I've tried it in the past. It's reminiscent of the old Windows 3.1 days.
-
Blindness joke, dude, blindness joke!
I see.
-
I discovered that a while ago (Win 7, go ahead and laugh), but I have trouble getting out of it. Internet research on the "escaping" is vague and I can't make it go away without shutting down and re-starting.
I found that the Brave browser has a similar provision, but forgot how to get to it since I changed it and liked it and left it that way.

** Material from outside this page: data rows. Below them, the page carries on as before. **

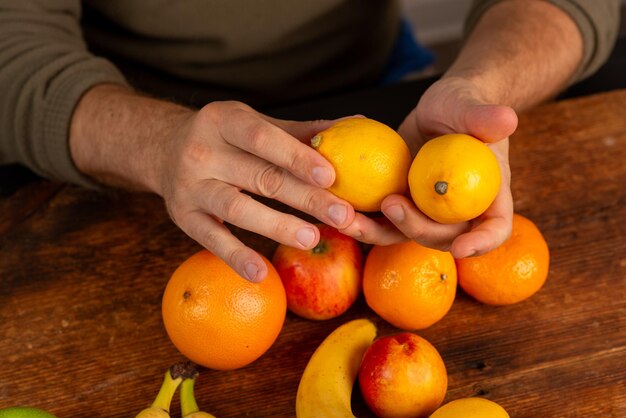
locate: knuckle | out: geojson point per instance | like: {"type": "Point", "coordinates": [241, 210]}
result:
{"type": "Point", "coordinates": [209, 239]}
{"type": "Point", "coordinates": [270, 181]}
{"type": "Point", "coordinates": [232, 206]}
{"type": "Point", "coordinates": [259, 136]}
{"type": "Point", "coordinates": [196, 153]}
{"type": "Point", "coordinates": [309, 201]}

The good ole Mr. Wilson of browsers, IE11, has a really convenient enlargement function, but I am getting "Unsupported Browser" messages more and more often. I may have to throw the first shovelful of dirt in after it.
-
"Win 7, go ahead and laugh"
I'm still running Windows 7 Pro or whatever on my home computer that Mtnbkr built for me in... crap... right about now in 2011. Damned thing is 10 years old and is still going strong...
-
I'm still running XP on my desktop. It's sort of like a super-secure storage box since it's never even seen "The 'Net" and it's got a 3 - 1/2" floppy drive on it. I run Win7 on my HP laptop.
In a way, excepting for genuine tech advances (like bit width) an operating system is just an operating system, and newer "versions:" just have different software hung onto it. In a way.
Most of the original DOS commands are still available, with different and newer switches. After all, dir C: still gives you a dir C, and dir C:/p still gives you a dir C a page at a time.
So it may be naïve, but looking at it that way keeps me comfortable about keeping old systems around,.
-
I didn't know that even existed. I just switched it on. I like it.